Atheist Foundation of Australia

"Hokey religions and ancient weapons are no substitute for a good blaster at your side," Han Solo once famously said. But that hasn't stopped Star Wars fans in many nations, including police in Scotland, from declaring "Jedi" as their religion on various official forms.

More than 65,000 Australians claimed to be Jedi in the 2011 census, the Sydney Morning Herald reports. And that's got an atheist group concerned, because those numbers are folded into the numbers of all religious Australians, making the nation seem more religious than it really is.

Australia's next census, held on August 9, is already causing contraversy, with privacy experts raising concerns that name and address data will be stored and matched against other responses this year. Some privacy advocates are even suggesting creative ways to boycott the Census altogether.

Now, the Atheist Foundation of Australia is waging a campaign to let would-be Jedi know how their possibly lighthearted answer is treated in the final results.

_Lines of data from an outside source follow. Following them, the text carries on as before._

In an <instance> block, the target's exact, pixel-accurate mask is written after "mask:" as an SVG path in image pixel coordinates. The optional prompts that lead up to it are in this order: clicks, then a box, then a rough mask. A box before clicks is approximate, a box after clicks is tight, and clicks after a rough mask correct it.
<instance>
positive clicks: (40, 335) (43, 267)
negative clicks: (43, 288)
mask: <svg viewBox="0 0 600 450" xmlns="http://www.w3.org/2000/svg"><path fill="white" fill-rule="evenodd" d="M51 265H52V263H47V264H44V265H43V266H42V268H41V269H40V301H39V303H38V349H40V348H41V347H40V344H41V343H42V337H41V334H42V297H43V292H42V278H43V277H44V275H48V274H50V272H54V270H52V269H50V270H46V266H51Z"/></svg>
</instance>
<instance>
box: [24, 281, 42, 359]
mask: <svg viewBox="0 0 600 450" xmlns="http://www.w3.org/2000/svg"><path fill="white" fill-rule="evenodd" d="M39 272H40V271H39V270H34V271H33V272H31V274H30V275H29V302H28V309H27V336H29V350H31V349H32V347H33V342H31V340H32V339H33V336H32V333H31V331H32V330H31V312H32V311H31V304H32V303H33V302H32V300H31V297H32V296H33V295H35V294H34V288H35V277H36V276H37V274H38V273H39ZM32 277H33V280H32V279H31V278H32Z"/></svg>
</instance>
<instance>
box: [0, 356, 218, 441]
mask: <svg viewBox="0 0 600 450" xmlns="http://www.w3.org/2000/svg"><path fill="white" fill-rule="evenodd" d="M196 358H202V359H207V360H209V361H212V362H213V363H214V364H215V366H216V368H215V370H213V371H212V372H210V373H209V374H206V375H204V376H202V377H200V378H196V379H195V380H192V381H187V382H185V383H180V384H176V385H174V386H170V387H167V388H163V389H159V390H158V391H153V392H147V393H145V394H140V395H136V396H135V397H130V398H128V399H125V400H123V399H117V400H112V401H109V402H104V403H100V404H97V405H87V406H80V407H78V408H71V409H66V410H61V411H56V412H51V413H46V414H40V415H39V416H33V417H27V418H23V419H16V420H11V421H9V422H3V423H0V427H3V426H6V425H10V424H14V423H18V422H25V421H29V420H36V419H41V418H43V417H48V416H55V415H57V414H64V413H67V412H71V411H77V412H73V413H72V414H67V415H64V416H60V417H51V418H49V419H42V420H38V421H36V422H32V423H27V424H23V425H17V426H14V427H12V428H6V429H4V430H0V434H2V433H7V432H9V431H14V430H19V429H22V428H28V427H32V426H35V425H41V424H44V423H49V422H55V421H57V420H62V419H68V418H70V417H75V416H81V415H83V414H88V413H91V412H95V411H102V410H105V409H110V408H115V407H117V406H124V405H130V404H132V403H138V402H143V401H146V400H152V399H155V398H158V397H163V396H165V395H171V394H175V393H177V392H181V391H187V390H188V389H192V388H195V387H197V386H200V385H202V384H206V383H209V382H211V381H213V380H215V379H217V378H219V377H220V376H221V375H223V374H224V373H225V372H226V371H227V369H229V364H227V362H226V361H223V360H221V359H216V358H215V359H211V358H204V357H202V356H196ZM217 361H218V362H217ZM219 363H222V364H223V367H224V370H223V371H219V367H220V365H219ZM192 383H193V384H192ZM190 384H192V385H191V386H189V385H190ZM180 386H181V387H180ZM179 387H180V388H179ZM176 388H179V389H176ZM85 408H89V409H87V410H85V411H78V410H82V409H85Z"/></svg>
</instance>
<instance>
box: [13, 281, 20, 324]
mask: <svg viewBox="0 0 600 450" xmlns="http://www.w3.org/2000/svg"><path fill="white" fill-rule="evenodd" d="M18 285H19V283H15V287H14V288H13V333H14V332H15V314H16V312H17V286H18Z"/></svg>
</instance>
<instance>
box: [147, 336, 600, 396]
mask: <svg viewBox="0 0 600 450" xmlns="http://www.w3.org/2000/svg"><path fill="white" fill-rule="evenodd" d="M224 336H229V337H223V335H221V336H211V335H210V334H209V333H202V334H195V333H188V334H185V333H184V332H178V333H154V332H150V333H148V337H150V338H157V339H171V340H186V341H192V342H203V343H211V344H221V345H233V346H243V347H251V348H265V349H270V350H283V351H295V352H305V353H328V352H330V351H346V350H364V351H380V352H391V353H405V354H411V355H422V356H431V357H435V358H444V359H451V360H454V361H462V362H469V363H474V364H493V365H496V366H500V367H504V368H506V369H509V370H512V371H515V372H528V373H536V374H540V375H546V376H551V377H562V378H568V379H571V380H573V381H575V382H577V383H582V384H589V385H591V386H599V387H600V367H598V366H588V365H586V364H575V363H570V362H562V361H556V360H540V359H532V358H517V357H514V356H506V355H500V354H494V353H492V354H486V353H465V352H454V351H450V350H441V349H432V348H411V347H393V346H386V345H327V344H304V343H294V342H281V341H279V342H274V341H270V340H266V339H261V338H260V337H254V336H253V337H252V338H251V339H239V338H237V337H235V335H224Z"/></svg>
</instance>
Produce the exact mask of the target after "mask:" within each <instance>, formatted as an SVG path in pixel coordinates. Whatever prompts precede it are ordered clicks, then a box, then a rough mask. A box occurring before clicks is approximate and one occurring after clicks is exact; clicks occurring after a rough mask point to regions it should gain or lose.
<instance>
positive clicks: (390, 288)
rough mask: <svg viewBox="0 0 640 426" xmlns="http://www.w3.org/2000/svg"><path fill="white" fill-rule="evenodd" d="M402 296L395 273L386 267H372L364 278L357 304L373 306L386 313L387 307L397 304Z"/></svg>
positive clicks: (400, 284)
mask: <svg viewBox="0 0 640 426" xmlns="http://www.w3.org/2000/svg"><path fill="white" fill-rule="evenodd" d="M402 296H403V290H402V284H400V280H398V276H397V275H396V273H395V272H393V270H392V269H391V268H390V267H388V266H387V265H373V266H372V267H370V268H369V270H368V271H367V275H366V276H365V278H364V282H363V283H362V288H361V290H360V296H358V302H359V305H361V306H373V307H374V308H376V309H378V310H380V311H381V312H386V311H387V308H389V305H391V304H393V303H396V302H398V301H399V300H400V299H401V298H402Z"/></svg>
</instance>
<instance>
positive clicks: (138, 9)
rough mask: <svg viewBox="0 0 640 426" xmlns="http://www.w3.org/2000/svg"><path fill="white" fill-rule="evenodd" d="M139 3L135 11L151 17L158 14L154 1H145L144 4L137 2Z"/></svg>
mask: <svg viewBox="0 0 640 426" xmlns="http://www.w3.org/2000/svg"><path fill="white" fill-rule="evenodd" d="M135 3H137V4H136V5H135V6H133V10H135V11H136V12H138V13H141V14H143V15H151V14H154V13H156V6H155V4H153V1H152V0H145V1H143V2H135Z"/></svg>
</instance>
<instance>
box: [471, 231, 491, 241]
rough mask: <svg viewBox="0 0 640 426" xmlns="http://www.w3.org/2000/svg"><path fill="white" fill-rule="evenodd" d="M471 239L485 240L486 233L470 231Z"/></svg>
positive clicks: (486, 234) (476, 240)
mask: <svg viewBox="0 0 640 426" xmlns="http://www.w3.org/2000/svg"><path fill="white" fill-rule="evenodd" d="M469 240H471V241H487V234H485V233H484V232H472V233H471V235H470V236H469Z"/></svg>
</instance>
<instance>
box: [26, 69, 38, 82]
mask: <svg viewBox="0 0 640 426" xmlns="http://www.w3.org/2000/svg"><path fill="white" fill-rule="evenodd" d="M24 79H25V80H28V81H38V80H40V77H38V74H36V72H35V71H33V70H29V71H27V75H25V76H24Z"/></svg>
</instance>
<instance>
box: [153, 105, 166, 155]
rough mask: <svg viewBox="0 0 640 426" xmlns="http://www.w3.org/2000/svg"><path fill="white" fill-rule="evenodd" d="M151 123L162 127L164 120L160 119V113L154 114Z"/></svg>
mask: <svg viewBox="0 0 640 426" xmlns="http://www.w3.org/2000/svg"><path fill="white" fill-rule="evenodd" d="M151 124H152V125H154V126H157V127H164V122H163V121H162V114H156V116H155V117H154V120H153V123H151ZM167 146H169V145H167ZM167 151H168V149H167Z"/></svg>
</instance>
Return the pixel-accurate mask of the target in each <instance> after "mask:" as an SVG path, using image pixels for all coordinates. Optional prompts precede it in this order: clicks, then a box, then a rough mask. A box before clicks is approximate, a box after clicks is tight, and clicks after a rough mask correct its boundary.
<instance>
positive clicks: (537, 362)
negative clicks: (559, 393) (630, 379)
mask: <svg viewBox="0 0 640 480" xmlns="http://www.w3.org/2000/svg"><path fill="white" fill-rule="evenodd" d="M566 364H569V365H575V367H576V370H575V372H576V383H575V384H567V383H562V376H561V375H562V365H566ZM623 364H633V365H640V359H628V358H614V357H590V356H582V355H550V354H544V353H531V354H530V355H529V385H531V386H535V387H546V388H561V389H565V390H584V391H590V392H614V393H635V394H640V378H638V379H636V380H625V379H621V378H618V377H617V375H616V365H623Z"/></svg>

Atheist Foundation of Australia president, Kylie Sturgess, was one of those thousands who listed herself as Jedi in 2011, as did her husband. "It seemed hilarious," she told the Morning Herald last week. "We didn't really reflect on it."

But now, she says the response is a wasted answer that skews the view of how religious her nation actually is. "The census results are used for funding and decision-making purposes," the group's site notes. "Ensure you are represented, mark 'No religion.'"

Or, as Yoda would say: Tell the truth. Or do not. There is no goofing around.